As per a legal trend report, attorneys only bill 2.5 hours per day on average. The rest of the time they draft invoices, follow up on payments and maintain trust ledgers.
The law firm billing process
In many cases, the billing process looks something like this:
- It all starts with a new client or new case.
- Throughout the case, law firms must track billable time and disbursement fees/expense.
- They also need to track bills and costs for each client at the end of each month (or after the case, if it’s a shorter case).
- Attorneys add remarks, modify expenses as appropriate, and sign off on the bill after reviewing.
- Then the final version of the bill.invoice is share with the client.
- The company accepts a variety of payment options from clients.
- In the event of late payments, the accounting staff will issue follow-up reminders.
Even while it appears easy, there is still plenty of potential for bottlenecks and wasteful expenditures to creep into the process.
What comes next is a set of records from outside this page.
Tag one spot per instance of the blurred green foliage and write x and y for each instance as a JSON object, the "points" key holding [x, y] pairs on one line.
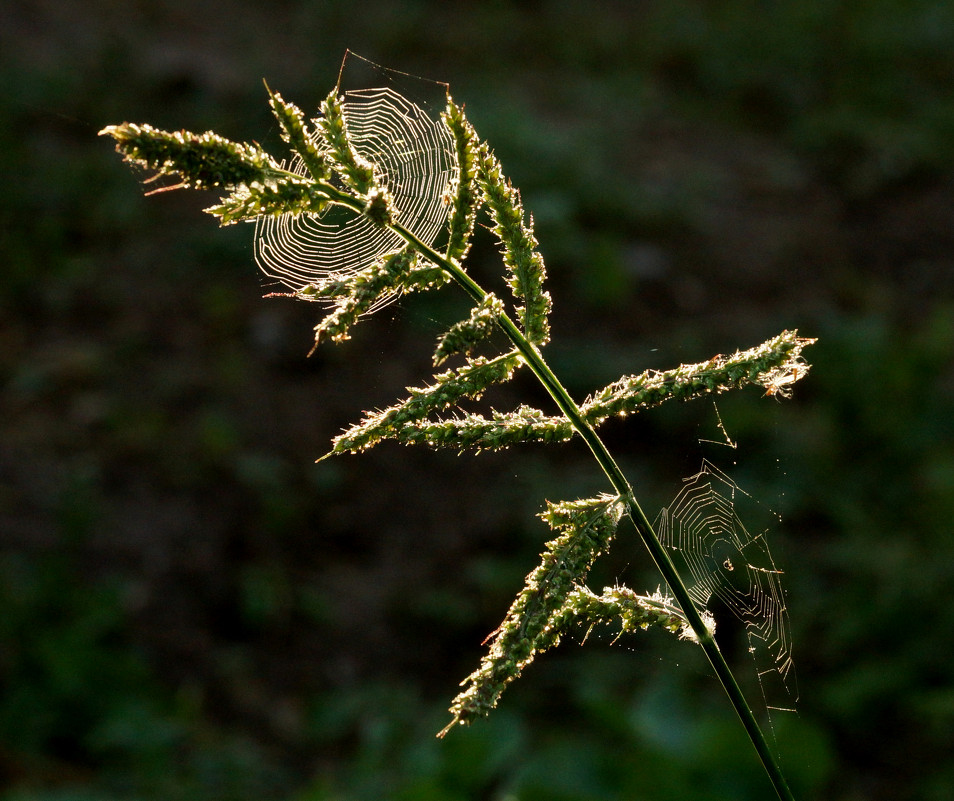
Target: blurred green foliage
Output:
{"points": [[190, 609]]}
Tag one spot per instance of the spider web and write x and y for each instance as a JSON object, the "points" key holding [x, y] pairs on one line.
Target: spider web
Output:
{"points": [[731, 567], [413, 156]]}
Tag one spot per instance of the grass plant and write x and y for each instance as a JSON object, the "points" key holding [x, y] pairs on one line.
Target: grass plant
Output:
{"points": [[333, 169]]}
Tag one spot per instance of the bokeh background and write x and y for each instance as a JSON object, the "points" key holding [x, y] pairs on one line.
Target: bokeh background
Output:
{"points": [[191, 608]]}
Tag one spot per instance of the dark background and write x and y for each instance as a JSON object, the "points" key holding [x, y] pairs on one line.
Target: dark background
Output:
{"points": [[191, 608]]}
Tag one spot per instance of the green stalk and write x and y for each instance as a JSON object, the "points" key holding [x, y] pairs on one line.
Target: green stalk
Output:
{"points": [[644, 528]]}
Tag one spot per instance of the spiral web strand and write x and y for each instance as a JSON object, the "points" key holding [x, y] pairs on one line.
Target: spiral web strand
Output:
{"points": [[701, 528], [413, 157]]}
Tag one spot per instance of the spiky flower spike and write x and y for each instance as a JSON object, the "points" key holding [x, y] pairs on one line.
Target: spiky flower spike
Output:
{"points": [[335, 166]]}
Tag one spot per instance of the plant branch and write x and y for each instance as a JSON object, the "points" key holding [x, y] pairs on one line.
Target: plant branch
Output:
{"points": [[644, 528]]}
Taking too long to approve bills or adding too many modifications might create a delay in bills being sent out, for instance.
Your law firm’s billing policy
A clear, consistent law firm billing strategy is crucial for saving your business time and money. Attorneys and staff may use it as a reference, and it keeps everyone in sync.
The first thing you should examine when drafting a policy for the first time is:
- How does your company bill clients?
- Are there any areas where you observe the most mistakes?
- In which phases of the process are the biggest bottlenecks occurring and why are they occurring?
With that in mind, follow these steps to write an effective billing policy:
1. Provide a template and guidelines
Invoices that you send to clients should be timely and follow the proper format. Uniformity can help you establish trust. Plus, they are easier to track with billing software, invoice generation is automatic.
2. Write out the flow of your law firm’s billing process
Which of the attorneys involved in a lawsuit should evaluate a billing statement? Then, what order? Invoices are mailed or sent through email? When you send a bill, who needs to be notified about it? Your whole procedure should be documented from beginning to end to avoid misunderstanding.
3. Set requirements for invoice review
For electronic evaluations, it’s helpful to advise lawyers to utilize a specific system like your legal practice management software. If you want to speed up the process even more, you may utilize automation software to do it for you.
4. Integrate the finance team with your billing process
Your accountant or financial staff should know when bills are received, what has to be collected, and what is written off.
5. Include a standard process for disputes and collections
Be sure to take care of any outstanding debts as soon as possible. Having a clear collection procedure is important because the longer you wait, the less likely your clients will pay. Determine who is responsible for collecting delinquent invoices and share notes or emails if there is a delay. If a client challenges a bill, be aware of who will examine the claim and give frameworks for resolving the issue.
6. Have a public billing policy for clients
As a result of this, your clients should have a clear understanding of your charging policies.
- How often will they be billed for the service
- What form of payment is expected?
- When do they have to pay?
- As a result of late payments
These rules must be part of the policy and share with all the new clients.
Finally, well, it is time for lawyers and law firms to move beyond the tedious processes around billing and invoice management. There are a lot of law firm management platforms that can help you with that.